Побродили и вернулись на «Шилку». Знали, что уголь грузят спешно и сразу отойдут.

Пароход опустел. Но перед самым отходом принял новых, уже «казенных пассажиров»: целый отряд военной молодежи, охранявшей крымские дворцы. Доставить их надо было на кавказский антибольшевистский фронт.

Красивые нарядные мальчики весело переговаривались, картавили по-французски, пели французские песенки. Разместились на палубе.

А в трюм серой, пыльной, войлочной волной, гремя штыками и манерками, вкатился отряд боевой обстрелянной пехоты.

Оба эти отряда не смешивались и как бы не замечали друг друга.

Наверху перекликались веселые голоса:

– Ou es-tu, mon vieux?[26]

– Коко, где Вова?

– Кто пролил мой одеколон?

Пели: «Rataplan-plan-plan…»

Снизу поднимались, погромыхивая жестяной кружкой, на камбуз за кипяточком усталые серые люди, подтягивали какие-то рваные ремешки, шлепали оборванными подметками, опустив глаза, пробирались, громыхая сапожищами, мимо лакированной молодежи.
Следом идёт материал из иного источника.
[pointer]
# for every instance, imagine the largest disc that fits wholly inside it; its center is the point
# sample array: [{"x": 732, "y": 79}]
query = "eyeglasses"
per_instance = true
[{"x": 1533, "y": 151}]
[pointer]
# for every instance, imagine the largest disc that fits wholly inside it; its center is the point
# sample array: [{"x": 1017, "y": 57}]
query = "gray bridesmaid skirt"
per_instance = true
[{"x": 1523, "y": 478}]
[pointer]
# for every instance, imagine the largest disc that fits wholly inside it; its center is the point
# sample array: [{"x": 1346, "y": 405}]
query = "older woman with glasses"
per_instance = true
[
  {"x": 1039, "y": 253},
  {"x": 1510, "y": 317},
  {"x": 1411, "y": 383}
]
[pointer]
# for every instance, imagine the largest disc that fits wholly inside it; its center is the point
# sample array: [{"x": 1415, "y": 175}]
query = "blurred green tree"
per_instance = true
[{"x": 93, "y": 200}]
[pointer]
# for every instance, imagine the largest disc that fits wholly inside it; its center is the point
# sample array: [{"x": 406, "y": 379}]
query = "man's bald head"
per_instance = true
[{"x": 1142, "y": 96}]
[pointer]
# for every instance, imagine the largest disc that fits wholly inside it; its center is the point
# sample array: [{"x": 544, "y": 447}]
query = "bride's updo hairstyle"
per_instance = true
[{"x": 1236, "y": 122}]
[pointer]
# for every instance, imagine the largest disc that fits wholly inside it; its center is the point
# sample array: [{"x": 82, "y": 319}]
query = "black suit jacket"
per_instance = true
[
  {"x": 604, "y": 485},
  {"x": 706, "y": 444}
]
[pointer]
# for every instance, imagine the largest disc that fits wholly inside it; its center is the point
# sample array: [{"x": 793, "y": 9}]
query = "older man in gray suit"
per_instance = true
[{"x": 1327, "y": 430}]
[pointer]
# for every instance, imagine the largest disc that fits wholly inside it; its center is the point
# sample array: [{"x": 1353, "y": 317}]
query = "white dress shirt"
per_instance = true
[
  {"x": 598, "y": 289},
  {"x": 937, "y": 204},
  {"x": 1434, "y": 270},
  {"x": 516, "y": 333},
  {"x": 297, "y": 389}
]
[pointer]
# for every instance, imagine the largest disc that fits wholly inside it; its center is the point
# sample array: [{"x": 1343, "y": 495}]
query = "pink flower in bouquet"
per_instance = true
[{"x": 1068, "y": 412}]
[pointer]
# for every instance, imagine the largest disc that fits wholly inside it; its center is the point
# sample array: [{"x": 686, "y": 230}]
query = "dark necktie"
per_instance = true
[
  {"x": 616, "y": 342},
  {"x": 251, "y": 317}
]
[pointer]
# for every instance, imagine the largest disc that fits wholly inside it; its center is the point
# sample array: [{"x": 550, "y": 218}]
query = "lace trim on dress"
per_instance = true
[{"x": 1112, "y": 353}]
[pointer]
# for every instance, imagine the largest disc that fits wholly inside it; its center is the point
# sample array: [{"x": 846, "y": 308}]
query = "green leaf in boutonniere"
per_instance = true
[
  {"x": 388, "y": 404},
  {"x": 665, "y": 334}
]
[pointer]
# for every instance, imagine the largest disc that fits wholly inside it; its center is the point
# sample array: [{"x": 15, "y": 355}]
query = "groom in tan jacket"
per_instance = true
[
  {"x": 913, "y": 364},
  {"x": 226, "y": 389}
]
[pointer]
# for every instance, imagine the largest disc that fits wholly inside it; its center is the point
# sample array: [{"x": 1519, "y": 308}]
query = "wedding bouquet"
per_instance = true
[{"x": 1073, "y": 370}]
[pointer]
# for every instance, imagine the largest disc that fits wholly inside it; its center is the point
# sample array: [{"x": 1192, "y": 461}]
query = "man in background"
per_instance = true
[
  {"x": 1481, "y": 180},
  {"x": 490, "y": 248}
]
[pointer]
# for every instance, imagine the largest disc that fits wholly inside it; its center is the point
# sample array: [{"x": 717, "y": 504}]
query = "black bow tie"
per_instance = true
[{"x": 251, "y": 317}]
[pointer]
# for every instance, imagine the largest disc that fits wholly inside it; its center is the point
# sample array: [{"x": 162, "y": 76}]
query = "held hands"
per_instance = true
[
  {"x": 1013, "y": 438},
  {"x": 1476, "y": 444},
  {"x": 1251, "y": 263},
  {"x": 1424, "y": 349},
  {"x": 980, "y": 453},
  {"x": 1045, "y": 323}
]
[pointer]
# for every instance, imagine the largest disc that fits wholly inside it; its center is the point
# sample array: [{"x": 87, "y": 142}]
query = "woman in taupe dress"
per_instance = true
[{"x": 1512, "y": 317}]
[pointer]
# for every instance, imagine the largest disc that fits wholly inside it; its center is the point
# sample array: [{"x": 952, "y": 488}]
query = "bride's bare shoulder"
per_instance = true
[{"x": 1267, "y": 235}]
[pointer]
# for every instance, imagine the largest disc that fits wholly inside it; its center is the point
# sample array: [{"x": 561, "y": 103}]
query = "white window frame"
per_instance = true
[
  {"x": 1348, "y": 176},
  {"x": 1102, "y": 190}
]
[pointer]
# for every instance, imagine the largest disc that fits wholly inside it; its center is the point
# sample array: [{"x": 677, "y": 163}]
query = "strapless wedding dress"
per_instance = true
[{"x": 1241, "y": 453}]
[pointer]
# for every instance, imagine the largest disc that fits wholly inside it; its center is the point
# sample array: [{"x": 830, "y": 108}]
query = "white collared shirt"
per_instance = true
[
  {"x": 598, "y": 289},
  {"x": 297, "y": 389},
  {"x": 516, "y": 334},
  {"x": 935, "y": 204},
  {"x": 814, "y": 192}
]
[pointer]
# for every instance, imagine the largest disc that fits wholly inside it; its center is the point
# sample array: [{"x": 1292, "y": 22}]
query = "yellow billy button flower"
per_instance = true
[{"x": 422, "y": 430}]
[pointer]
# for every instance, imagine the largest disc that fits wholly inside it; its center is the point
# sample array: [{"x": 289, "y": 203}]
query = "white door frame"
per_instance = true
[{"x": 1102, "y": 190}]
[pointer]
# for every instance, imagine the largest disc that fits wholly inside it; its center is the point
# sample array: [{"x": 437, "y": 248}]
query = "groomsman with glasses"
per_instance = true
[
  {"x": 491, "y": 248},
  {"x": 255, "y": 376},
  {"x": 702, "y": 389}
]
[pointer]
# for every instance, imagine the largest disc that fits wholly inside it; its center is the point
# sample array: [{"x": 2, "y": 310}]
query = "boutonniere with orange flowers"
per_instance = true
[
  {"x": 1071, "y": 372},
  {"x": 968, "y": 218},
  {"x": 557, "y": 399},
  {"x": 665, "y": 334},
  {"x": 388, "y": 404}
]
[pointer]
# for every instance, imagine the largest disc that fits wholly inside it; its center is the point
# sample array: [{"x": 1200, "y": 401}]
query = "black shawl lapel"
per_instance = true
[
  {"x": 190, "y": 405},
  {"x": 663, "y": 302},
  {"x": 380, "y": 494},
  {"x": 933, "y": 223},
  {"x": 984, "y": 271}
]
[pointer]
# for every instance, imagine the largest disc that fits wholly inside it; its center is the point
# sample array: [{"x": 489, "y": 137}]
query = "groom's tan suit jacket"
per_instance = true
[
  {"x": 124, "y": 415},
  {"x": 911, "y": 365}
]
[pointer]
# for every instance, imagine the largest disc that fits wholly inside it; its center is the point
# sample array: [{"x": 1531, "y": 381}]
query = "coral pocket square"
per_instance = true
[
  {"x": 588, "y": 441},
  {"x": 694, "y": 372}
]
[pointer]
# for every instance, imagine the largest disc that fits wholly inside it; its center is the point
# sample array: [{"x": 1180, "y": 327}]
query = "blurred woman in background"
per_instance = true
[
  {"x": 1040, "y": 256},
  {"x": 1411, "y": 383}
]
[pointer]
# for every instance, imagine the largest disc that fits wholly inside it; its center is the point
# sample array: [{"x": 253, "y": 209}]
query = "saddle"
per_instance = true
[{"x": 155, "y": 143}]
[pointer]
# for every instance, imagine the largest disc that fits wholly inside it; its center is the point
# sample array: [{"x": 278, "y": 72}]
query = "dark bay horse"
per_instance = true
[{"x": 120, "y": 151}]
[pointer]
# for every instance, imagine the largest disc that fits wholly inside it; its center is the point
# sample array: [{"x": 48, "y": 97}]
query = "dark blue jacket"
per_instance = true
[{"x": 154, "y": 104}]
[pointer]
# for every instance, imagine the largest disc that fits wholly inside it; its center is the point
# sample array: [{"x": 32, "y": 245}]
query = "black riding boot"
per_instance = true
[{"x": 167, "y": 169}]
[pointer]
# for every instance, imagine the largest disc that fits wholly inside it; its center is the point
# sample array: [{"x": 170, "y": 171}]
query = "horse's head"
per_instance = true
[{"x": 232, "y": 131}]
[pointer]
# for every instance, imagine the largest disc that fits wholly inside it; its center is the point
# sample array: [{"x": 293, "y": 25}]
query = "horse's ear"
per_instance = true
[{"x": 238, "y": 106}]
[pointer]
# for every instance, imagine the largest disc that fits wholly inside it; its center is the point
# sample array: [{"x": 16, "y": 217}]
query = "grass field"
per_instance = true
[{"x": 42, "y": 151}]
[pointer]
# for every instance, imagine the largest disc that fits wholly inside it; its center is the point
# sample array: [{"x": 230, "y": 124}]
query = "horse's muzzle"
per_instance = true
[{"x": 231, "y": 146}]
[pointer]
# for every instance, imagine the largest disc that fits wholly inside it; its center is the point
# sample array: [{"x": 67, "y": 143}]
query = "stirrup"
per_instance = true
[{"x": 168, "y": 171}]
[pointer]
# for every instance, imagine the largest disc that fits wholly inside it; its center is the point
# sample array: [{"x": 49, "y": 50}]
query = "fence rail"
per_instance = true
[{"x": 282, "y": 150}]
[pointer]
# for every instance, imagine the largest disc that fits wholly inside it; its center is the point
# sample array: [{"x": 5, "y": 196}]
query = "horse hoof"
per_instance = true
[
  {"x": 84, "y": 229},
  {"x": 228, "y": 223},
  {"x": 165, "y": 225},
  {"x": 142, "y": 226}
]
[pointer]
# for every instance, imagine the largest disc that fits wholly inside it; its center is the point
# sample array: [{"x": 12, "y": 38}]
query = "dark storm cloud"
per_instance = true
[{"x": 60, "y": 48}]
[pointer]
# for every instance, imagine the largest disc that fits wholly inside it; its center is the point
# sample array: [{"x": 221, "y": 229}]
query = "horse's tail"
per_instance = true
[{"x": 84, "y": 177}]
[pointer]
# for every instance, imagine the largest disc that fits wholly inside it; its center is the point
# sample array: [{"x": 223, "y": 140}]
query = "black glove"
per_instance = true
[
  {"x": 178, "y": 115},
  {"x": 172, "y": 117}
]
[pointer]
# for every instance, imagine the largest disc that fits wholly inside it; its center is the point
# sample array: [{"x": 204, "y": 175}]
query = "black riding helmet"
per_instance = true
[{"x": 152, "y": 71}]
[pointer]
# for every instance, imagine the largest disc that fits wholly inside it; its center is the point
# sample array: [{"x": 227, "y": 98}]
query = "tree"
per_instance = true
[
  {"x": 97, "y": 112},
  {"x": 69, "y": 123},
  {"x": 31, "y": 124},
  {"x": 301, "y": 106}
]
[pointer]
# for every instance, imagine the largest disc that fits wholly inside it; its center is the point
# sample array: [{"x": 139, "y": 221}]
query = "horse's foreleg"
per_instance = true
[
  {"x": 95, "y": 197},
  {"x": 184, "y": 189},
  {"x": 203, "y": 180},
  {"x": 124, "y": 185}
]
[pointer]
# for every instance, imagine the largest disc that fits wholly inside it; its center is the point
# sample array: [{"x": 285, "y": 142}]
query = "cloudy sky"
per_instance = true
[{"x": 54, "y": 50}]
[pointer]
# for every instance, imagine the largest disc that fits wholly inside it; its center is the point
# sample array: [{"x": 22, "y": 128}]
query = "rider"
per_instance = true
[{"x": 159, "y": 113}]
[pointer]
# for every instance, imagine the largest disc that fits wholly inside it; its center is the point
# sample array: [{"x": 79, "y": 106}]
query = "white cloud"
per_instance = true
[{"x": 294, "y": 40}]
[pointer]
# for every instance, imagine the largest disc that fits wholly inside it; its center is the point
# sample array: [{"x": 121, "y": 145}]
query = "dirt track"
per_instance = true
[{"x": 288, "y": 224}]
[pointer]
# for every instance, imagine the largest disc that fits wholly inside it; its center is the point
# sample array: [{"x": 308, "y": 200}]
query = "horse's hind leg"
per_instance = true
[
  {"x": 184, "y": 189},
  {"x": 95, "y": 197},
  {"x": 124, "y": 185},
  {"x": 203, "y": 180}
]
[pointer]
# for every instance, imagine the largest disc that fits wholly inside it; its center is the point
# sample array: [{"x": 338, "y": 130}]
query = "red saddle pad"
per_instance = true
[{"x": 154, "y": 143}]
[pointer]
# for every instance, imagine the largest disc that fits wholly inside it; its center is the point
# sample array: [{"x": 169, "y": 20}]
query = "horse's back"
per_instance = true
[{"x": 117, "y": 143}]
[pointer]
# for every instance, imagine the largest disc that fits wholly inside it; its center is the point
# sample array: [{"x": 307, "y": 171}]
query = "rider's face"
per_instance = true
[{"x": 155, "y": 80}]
Но бедную лакированную молодежь ждала очень горькая участь там, на фронте. Многие встретили смерть нарядно. Храбро и весело. Для многих этот «rataplan» был последней песенкой.

Среди этой молодежи был один с поразительно красивым голосом. Он долго, до глубокой ночи, пел… Говорили, что это племянник певца Смирнова…

К ночи стало слегка покачивать.

Я долго стояла одна на палубе.

Обрывки песен, веселый говор и смех доносились из «салона».

Серая, войлочная, пыльная команда давно затихла в трюме. Они не веселились. Они уже слишком многое видели и узнали, чтобы смеяться. Спали крепко, «деловито», как крестьянин во время страды, которому сон нужен и важен, потому что дает силы для нового тяжкого дня.

Поскрипывала, покачивалась «Шилка». Черная волна ударяла упруго и глухо. Разбивала ритм песни, чужая этому маленькому веселому огоньку, светящему из окна салона в темную ночь. Своя глубокая и страшная жизнь, своя неведомая нам сила и воля. Не зная нас, не видя, не понимая – поднимет, бросит, повлечет, погубит – сти-хи-я.

Большая звезда вздулась костром, бросила на море золотую ломаную дорожку, словно маленькая луна.

– Это Сириус, – произнес около меня голос.

Мальчишка-кочегар.

Глаза, белые от замазанного сажей лица, напряженно смотрят в небо. Через открытый ворот бурой от грязи рубашки виден медный крестик на замызганном гайтанчике.

– Это Сириус.

– Вы знаете звезды? – спросила я.

Он замялся.

– Немножко. Я плаваю… я кочегар… на пароходе ведь часто приходится посматривать на небо.

– Из кочегарки?

Он оглянулся кругом.

– Ну да. Я кочегар. Не верите?

Я взглянула на него. Действительно – почему же не верить? Рука с обломанными черными ногтями, этот медный крестик…

– Нет, я верю.

Черные волны с острыми белыми рыбьими гребешками плыли у борта, хлюпали, шлепали по пароходу лениво и злобно. Погасла дорожка Сириуса, начался мелкий дождик.

Я отошла от борта.

– Надежда Александровна! – тихо окликнул меня кочегар.